Devo por fim dizer que sou fã do Facebook, que me reservo o direito de fazer do meu mural o que bem quero, como qualquer seu utilizador pode fazê-lo, dentro do que é oferecido fazer; e ainda, que tenho uns termos de referência próprios a explicar a minha relação com o mesmo e com a minha rede, como qualquer um pode ter, e para que não haja equívocos; e mais ainda, que fico triste quando se diz, apocalipticamente, que o FB substituirá o contacto direto entre pessoas, porque acho que não se percebe o quanto essas chamadas substituições anulam, sim, o tempo e distância, como aliás a escrita, e tornam vidas mais felizes.

6.2.14

O Papa é Pop

"O papa é um ídolo a quem se atam as mãos e se beijam os pés", e dou de novo a voz a Voltaire, ateu e anticlerical reconhecido, para falar do sucesso desta figura máxima da igreja católica que agora lhe veste a pele, o Papa Francisco.
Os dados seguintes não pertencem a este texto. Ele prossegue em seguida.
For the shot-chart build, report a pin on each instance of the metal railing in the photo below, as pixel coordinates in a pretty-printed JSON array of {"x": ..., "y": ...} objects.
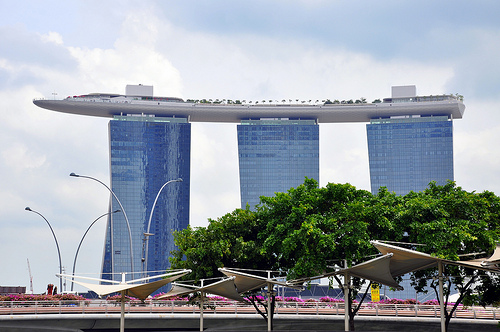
[{"x": 229, "y": 307}]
Um verdadeiro fenómeno de popularidade, se não em todo o mundo pelo menos no ocidental e mais ainda nas comunidades de crentes, cristãos e não só católicos. Se Voltaire ressuscitasse hoje arranjaria de certezinha uma outra imagem igualmente mordaz para se referir a este novo ídolo em que o papa, este papa, se tornou, agora até capa e tema principal da última edição da revista americana Rolling Stone, por onde passam os ídolos da cultura, sobretudo musical, pop.
A impressão que nos causa a figura de um papa ainda hoje vem cheia de anacronismos, na aparência das vestes por exemplo, que o remetem para o ambiente de corte de séculos há muito passados. Já a forma como se dirige do alto de uma varanda especial à multidão, tanto evoca esses hábitos monárquicos de tempos longínquos, como os de grandes figuras de Estado, sobretudo ditadores, e muitos ateus, anticlericais e antipapa, que do alto dos palanques veem desfilar os seus súbditos, ainda hoje, em regimes comunistas. Modelos e poses que marcam claramente diferenças hierárquicas e sugerem, ou sugestionam, uma atitude de idolatria. Resquícios mantêm-se no dia-a-dia mais plebeu a que vulgarmente chamamos protocolo, mas adiante.
Consequência de hábitos e rituais tradicionais que por serem isso mesmo, da tradição, se mantêm e servem para relembrar àqueles que gravitam, no raio de influência, uma distância relativamente ao homem comum. O que é certo é que numa época como a nossa em que toda a gente anda, diz e faz o que e como quer, dentro do limite da legalidade que não é limite para tudo, a importância das figuras impressionantes mudou de sinais exteriores. É que para além da imagem, o discurso tem atualmente um valor altíssimo na bolsa da popularidade e da influência de uns, normalmente poucos, sobre outros, os muitos que formam as massas.

Não que os papas não tenham tido sempre, porque tiveram, muita influência nos destinos e governos ao longo dos séculos, e muitos deles com atitudes tão revolucionárias como as que se anunciam neste papado, apesar de até agora nada ter sido revogado ou renegado por este papa. O que me parece é que Francisco aplica métodos, muito dessacralizados em tempos mais distantes e bem longe do que se diz ter sido a prática daquele Jesus que representa na Terra, e que se tornaram quase sacralizados na sociedade da comunicação em que vivemos. Assim, ele dará mais do que a imagem do ídolo à espera de ser idolatrado pela pose, de quem desconfiamos que muitos interesses, a que agora se chamam lobbies, influenciam e manipulam, para ser o ídolo da proximidade daqueles que são uma amálgama de interesses a que costumamos chamar de todos. E assim Francisco aproxima-se também de outros idolatrados que mudaram o rumo da história universal. E quando ídolos destes o fazem mais do que gente a lavar-lhes os pés deverá haver “limpeza” nas mentalidades dos homens e das mulheres. Aguardemos.